The following season began with another hat trick; One Man took the Charlie Hall Chase (at Wetherby Racecourse), the King George VI Chase for a second time (at Kempton Park Racecourse) and the Pillar Chase at Cheltenham's January meeting. Despite finishing second to Strong Promise in the Comet Chase at Ascot Racecourse in February, One Man returned to Cheltenham in March 1997 for another attempt at the Gold Cup. Once again, however, despite apparently going well and moving close into second place after the next-to-last fence, One Man suddenly tired again before the last fence and was reduced to almost walking pace in the run-in, ultimately finishing sixth again (at odds of 7-1). This performance was followed by a trip to Aintree Racecourse for the Martell Cup, in which jockey Richard Dunwoody pulled up One Man after the horse burst a blood vessel in his nose.

==1997–1998 season==

One Man's 1997-98 season started with a victory over his old rival Barton Bank in the Charlie Hall Chase (at Wetherby), and a win in the Peterborough Chase (at Huntingdon Racecourse). Attention then turned to Kempton and One Man's bid to win the King George VI Chase for a third straight time and emulate Desert Orchid (who won the race in 1986 and three successive times from 1988-1990). However, One Man finished fifth in the Boxing Day spectacular this time around, with the race being won by the progressing See More Business. His connections were left to decide on One Man's target for the 1998 Cheltenham Festival. A third attempt at the Cheltenham Gold Cup was not to be considered; instead, a start in the two-mile Queen Mother Champion Chase was the favoured option. Before this, One Man returned to Ascot for the Comet Chase in February; this time, he finished ahead of Strong Promise.

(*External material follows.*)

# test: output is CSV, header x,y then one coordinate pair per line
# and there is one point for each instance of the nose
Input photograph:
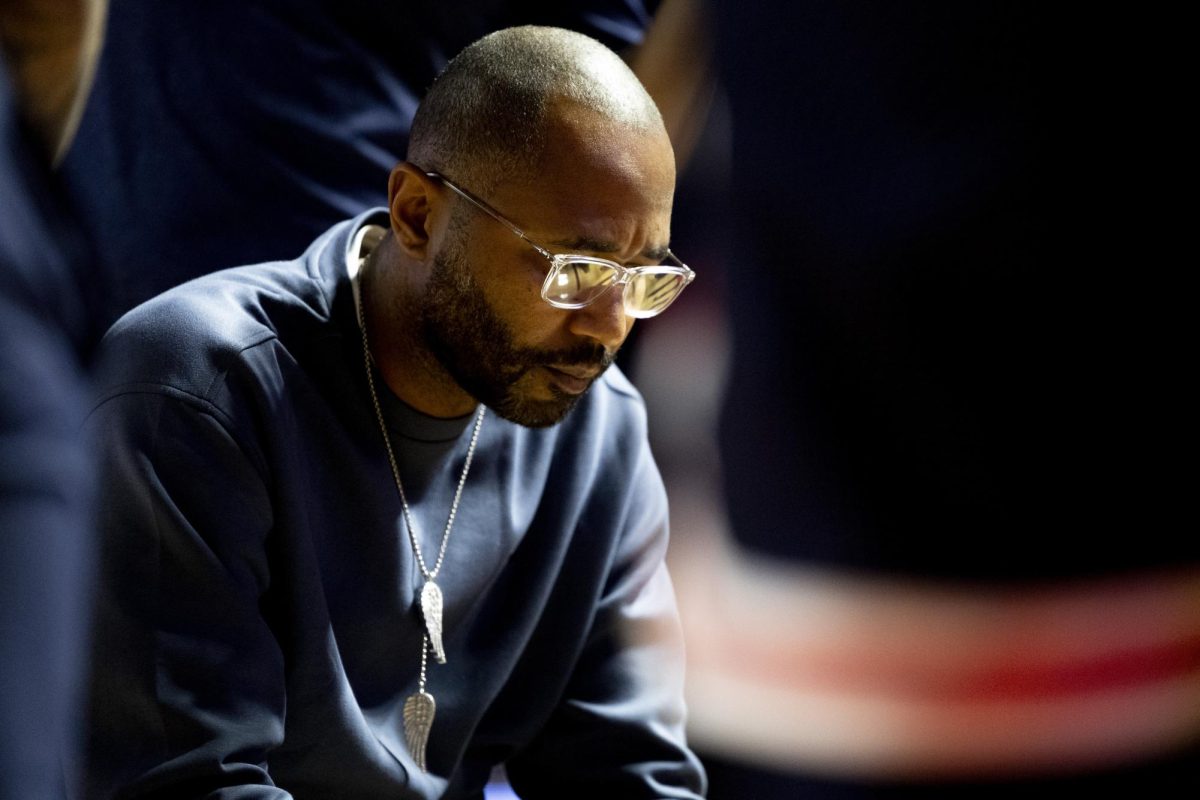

In March 1998, One Man returned to Cheltenham. He started the Champion Chase at 7-2 odds and jumped well throughout; jockey Brian Harding took him clear at the final turn, where he once again faced the Cheltenham hill. However, this time the trip was right; he saw off his closest challengers Or Royal and Lord Dorcet with a blistering pace. One Man's Queen Mother Champion Chase victory is remembered as one of the most emotional Cheltenham festival victories of all time, as he was led towards the deafening cheers around the winners' enclosure by a tearful John Hales. Never before had a horse won both the King George and the Champion Chase.

Sixteen days later at Aintree, on 3 April 1998, One Man crashed through the ninth fence in the Melling Chase and landed in a heap. He did not seem to take off at the fence; one possibility is that he could have had a heart attack. He broke a hind tibia in the fall (a fatal injury in a racehorse) and was put down on the spot.

One Man was listed number 6 in a 2004 Racing Post readers' poll of their favourite race horses, with just three steeplechasers ahead of him (Arkle, Desert Orchid and Red Rum).